Wir laufen zum ersten Mal aus. Vorher stoppen wir noch schnell beim Hafenmeister, um restliche Kosten zu begleichen. Genau an dieser Stelle und mitten im allgemeinen Rummel will Kalle plötzlich unseren Super-Ableger trainieren. Schade! Zuerst ereilen uns kuriose Blicke, dann helfende Hände. Mein nonchalantes „no problema, wir üben ein Manöver aus dem Lehrbuch“, lässt bunte Fragezeichen in sonnengebräunten Gesichtern wachsen – zumal Pigafetta selbst weiß, wie es am elegantesten geht, hier und jetzt bei ablandigem Wind. Es hilft nix, wir bleiben am Ball…

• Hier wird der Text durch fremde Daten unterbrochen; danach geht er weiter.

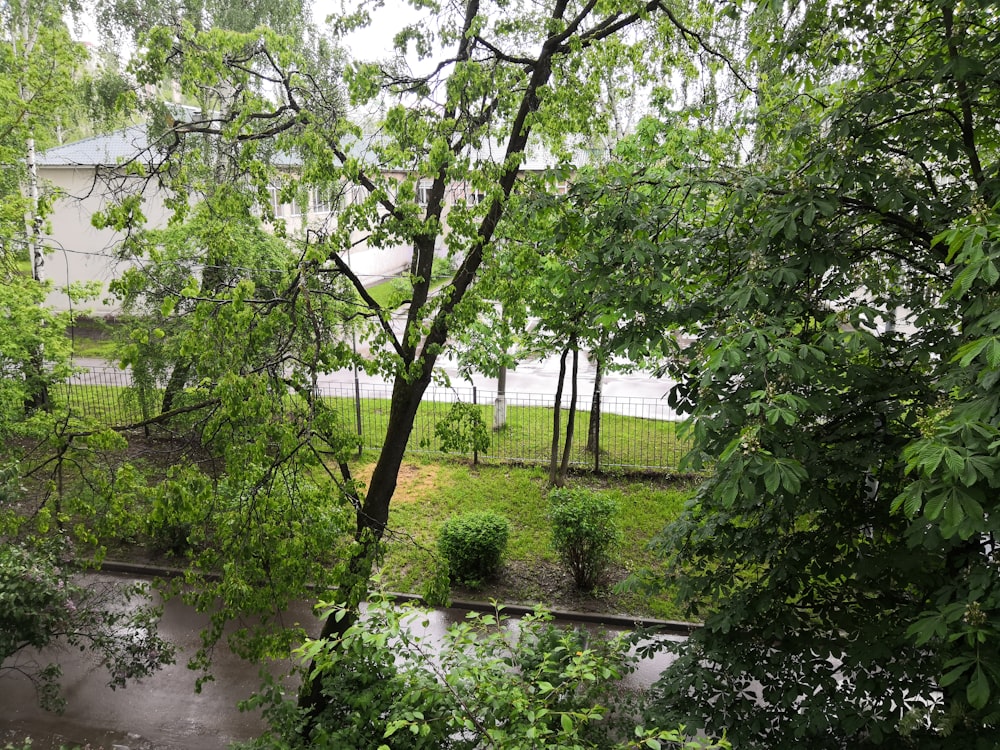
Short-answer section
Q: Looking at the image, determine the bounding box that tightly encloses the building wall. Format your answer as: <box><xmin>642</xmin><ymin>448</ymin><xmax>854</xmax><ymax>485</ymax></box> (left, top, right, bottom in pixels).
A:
<box><xmin>40</xmin><ymin>166</ymin><xmax>170</xmax><ymax>317</ymax></box>
<box><xmin>41</xmin><ymin>165</ymin><xmax>484</xmax><ymax>316</ymax></box>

Draußen setzen wir Großsegel und die Genua. Zufriedene Gesichter strahlen über das Deck, auch wenn die Crew noch reichlich unkoordiniert wirkt. Wir turnen auf dem Deck herum – und wer hält Kurs? Das übernimmt Pigafetta, auch ohne aktivierten Autopiloten. Guter Langkieler! Bei 10-12 Knoten Wind gleitet Pigafetta mit 3-4 Knoten durchs Wasser, gar nicht schlecht für ein 20-Tonnen Schiff, das nur die Hälfte der möglichen Tücher fährt. In Luv zieht ein Plastikkollege 1-2 Knoten schneller an uns vorbei – alle winken. Erst jetzt dämmert es uns, was wir an Pigafetta haben, denn das GFK-Boot schiebt bereits ordentlich Lage. Pigafetta hingegen segelt erhobenen Hauptes, wie ein Matador, der genüsslich durch seine Arena stolziert… Wir winken weiter!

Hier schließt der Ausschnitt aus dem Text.